The Short Humour Site









Home : Writers' Showcase : Submission Guidelines : A Man of a Few More Words : Links

Writers' Showcase

The Smell of Distress
by Michael C. Keith

The nose is the most powerful of the human senses. It has the ability to reclaim memories and images long tucked away. Even people in comas detect smells, or at least that’s what Fergie Myerson had read, and she believed it. It was this certainty that led her to seek a method to change the way people on their deathbeds spent their final moments. She asserted that scents pleasing to those about to perish would make their passing a less traumatic, even pleasant, experience. 
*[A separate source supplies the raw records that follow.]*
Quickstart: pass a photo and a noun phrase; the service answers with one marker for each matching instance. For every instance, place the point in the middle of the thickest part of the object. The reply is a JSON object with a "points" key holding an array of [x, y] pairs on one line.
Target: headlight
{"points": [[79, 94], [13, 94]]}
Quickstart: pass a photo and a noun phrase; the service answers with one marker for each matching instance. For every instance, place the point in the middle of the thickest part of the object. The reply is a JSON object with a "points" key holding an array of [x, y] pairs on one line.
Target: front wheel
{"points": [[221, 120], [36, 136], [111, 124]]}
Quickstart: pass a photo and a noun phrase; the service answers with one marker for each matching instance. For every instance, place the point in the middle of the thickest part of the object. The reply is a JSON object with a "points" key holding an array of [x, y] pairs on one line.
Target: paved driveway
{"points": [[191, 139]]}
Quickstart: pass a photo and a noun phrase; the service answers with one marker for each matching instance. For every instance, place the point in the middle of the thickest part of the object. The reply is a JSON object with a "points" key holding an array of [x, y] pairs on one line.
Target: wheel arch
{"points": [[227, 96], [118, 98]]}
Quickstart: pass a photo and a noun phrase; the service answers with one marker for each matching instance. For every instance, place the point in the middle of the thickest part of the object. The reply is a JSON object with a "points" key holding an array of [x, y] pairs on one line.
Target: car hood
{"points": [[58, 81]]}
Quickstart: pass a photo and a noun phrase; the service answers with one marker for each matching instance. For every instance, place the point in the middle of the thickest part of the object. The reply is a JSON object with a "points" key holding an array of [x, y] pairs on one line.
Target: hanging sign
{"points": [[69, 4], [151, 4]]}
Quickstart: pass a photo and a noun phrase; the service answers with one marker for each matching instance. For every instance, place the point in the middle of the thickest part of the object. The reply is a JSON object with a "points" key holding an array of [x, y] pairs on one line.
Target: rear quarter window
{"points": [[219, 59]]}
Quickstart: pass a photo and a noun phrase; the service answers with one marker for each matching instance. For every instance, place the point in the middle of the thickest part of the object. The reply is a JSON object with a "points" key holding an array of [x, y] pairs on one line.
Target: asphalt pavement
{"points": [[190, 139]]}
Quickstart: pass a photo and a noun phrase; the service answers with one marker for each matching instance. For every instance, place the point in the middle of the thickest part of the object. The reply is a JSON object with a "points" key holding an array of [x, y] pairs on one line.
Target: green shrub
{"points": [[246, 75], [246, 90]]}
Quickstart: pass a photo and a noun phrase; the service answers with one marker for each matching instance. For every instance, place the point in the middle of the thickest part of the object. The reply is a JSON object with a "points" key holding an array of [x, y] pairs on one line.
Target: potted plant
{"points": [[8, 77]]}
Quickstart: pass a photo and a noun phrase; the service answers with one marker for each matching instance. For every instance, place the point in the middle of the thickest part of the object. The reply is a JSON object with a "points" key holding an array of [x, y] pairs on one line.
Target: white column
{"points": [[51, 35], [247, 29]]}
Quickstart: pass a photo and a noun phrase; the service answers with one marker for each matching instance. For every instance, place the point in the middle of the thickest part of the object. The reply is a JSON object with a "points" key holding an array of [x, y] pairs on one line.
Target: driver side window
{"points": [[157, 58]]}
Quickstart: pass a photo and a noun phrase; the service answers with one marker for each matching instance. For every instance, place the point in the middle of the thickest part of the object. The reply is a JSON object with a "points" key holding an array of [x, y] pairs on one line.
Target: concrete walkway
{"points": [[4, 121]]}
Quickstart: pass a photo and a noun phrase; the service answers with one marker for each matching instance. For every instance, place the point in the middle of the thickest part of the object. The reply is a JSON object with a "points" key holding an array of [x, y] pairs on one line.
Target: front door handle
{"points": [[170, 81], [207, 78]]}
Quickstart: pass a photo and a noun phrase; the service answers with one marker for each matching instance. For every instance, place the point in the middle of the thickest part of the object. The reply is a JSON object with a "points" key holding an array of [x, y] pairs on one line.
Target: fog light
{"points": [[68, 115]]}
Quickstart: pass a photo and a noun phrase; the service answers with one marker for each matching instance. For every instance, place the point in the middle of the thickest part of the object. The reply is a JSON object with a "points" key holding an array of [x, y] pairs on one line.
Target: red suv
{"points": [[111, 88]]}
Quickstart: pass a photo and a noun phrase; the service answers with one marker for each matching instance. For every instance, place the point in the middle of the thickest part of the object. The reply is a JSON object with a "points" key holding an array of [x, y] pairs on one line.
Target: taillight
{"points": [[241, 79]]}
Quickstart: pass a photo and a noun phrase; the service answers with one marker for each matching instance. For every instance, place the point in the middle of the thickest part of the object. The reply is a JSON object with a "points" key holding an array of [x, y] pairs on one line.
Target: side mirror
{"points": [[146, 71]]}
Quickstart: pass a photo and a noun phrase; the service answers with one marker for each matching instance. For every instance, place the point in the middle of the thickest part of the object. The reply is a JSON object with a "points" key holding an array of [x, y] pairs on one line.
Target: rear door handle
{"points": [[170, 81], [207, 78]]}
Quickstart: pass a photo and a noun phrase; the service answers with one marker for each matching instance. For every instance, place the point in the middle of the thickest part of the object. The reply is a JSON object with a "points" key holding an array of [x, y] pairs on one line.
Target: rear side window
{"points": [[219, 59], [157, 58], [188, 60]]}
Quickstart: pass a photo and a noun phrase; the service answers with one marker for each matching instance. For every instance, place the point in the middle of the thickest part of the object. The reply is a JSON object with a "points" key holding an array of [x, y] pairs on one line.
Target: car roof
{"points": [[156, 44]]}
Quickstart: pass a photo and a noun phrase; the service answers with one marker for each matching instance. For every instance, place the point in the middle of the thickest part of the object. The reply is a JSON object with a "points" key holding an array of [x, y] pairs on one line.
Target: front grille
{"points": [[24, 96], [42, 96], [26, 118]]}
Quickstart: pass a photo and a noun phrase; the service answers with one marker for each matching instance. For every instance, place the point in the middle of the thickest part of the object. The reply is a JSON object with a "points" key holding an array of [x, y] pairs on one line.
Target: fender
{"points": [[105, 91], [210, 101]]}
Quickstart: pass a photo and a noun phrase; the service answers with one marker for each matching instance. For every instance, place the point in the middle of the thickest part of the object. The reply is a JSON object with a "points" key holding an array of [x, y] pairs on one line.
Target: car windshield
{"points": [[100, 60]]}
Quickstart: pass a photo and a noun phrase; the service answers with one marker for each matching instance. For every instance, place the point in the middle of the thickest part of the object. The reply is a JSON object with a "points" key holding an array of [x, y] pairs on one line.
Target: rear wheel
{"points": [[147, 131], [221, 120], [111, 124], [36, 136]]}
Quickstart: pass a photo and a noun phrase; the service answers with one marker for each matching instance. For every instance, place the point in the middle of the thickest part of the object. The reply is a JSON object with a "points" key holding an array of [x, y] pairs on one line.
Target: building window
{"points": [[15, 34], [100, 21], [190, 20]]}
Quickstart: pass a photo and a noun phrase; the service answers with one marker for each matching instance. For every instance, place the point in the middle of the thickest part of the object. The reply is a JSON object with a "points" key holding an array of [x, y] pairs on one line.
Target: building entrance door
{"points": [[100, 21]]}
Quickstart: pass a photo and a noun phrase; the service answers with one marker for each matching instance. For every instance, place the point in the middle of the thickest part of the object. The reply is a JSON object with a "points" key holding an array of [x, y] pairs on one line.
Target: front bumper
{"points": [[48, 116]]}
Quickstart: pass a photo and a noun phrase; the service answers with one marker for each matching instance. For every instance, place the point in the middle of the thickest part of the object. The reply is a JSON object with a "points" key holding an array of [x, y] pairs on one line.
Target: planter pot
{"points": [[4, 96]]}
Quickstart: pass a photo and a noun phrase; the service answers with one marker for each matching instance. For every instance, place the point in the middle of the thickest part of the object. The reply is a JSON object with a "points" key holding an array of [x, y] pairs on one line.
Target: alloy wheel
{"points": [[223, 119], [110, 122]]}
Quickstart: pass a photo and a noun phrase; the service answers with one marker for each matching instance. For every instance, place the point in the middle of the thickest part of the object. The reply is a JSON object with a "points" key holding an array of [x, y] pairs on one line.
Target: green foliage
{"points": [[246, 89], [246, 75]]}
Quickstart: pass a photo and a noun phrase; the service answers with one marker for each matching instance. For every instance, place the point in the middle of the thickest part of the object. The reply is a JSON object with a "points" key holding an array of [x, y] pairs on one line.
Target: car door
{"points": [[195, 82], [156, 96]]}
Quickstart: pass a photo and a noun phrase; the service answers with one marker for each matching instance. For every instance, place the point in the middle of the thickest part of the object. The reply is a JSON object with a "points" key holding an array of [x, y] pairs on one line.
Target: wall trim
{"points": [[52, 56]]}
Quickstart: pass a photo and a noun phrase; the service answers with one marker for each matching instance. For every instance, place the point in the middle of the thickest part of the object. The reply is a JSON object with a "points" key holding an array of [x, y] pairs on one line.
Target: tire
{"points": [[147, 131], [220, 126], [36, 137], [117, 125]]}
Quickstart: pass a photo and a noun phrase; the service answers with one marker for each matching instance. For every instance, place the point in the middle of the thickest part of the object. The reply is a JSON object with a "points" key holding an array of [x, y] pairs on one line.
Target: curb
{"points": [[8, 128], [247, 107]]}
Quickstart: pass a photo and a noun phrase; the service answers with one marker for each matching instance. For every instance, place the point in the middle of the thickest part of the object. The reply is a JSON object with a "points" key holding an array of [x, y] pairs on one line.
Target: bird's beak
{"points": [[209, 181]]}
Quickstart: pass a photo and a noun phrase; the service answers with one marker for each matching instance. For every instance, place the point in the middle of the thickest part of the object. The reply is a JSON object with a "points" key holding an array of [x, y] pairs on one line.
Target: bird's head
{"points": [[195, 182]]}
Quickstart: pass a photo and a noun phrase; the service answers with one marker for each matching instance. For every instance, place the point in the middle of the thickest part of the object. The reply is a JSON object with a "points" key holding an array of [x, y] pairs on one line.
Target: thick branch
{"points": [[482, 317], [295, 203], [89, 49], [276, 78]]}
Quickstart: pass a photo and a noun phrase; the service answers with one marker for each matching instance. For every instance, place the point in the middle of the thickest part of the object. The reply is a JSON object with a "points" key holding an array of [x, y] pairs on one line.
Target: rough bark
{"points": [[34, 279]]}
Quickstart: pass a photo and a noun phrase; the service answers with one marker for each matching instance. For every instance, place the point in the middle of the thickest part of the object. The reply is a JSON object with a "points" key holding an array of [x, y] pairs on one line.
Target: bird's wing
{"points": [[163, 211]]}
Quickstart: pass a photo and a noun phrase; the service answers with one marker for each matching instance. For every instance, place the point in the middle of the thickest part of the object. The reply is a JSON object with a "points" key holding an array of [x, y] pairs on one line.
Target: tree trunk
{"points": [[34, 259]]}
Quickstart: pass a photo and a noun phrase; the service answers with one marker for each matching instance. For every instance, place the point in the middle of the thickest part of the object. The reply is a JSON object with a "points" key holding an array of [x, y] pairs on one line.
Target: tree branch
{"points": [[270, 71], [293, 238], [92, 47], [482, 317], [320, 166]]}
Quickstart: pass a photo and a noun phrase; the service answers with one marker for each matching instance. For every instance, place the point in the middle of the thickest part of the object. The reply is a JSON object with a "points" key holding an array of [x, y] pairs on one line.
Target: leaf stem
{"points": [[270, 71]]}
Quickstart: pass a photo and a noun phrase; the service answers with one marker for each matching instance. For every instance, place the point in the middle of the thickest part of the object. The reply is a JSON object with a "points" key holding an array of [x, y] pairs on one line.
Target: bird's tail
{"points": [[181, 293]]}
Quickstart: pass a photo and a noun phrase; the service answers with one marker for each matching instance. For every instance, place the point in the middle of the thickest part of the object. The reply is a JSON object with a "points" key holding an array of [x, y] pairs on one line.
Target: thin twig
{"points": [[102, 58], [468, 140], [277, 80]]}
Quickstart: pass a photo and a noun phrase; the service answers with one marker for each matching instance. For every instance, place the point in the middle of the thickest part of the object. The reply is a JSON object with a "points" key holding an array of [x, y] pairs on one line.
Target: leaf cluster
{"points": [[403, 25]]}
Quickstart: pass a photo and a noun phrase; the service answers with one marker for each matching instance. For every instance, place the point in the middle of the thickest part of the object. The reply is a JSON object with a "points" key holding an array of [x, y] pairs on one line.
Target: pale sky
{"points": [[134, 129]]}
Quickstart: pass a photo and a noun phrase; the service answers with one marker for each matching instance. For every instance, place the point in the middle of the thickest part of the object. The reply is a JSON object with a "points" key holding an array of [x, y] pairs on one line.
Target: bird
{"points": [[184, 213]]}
After extensively researching which aromas evoked the most agreeable visceral responses in humans, Fergie offered her idea to hospice patients in the last moments of their lives. To the amazement of relatives, happiness covered the faces of their loved ones as they breathed in the mellifluent vapors of Ambrosia upon passing. Even those who had been the most morose of patients exhibited blissfulness as they took their final breaths.

Soon, Fergie’s services were in such great demand that she found it necessary to hire others to take on the additional requests. This turned out to be a fateful decision on her part since one of her new staffers suffered from Anosmia and inadvertently mixed a few drops of hydrogen sulphide into the formula intended for a client. Rather than provide the dying person a bucolic departure, it so offended her olfactory senses that she punched out the priest giving her The Last Rights.